Pourquoi nous construisons ces chauffages de cette façon
Voici le truc avec ces chauffages infrarouges : nous les construisons autour d’un tube halogène parce que la physique fonctionne tout simplement mieux ainsi. Nous utilisons volontairement une charge de 2500W sous 400V — surtout pour les sites industriels où l’installation électrique peut supporter une haute tension.
Ce choix maintient le courant plus bas qu’une unité 230V de même puissance. Vous avez donc moins de contraintes sur le câblage et les connexions. Moins de chaleur, moins de souci.
Et la longueur de 300 mm ? C’était délibéré. Cela vous offre une empreinte compacte, vous permettant de concentrer une chaleur importante dans des espaces restreints — comme des enceintes ou des tunnels de convoyeur — sans avoir à repenser toute la machine.
Les détails qui assurent son fonctionnement
Le tube lui-même est en quartz, pas en verre ordinaire. Pourquoi ? Parce que le quartz supporte le choc des allumages/extinctions rapides sans se fissurer.
Le gaz halogène à l’intérieur protège le filament, de sorte que la chaleur reste constante dans le temps. Pas de décoloration. Pas de pannes prématurées.
Ensuite, il y a le connecteur R7s — un verrou à baïonnette à deux extrémités qui s’enclenche et reste en place. C’est un standard utilisé dans de nombreuses machines, donc vous le câbler une fois, et il tient bon même en cas de vibrations.
Ce pour quoi il est vraiment conçu
Cette configuration est faite pour le chauffage ponctuel et le séchage localisé où la rapidité compte.

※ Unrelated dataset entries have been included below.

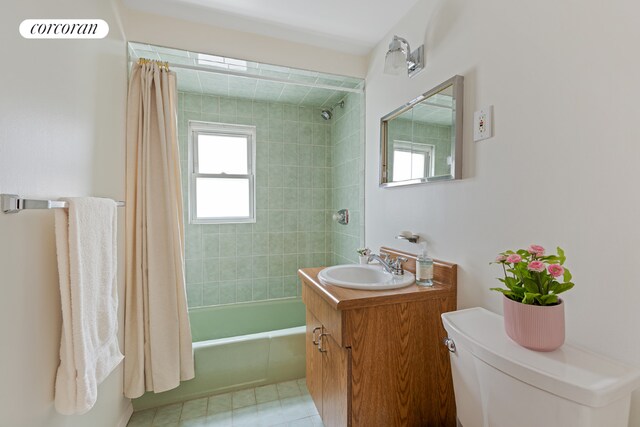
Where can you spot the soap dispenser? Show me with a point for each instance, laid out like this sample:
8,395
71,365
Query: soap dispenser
424,267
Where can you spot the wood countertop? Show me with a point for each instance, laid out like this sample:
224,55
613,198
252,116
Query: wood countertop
344,298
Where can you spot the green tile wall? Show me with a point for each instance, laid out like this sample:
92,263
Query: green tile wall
425,133
347,179
301,177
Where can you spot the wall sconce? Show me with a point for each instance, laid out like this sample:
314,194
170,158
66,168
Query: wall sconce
399,57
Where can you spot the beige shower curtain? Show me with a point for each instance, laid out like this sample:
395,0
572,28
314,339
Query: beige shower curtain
157,346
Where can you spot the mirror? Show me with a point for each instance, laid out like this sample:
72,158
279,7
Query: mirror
421,141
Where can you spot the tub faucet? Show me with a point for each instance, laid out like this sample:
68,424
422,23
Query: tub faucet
392,266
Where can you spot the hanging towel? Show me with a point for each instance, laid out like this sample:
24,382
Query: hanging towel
86,247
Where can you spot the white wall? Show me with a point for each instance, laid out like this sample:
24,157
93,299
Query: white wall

La sortie à ondes courtes frappe immédiatement — pas besoin d’attendre qu’il chauffe.
Mais cette puissance concentrée chauffe aussi rapidement l’air environnant. Prévoyez donc un dégagement et une ventilation. Un tube de 2500W sur 300 mm nécessite un plan de ventilation solide pour éviter que les électroniques proches ne surchauffent.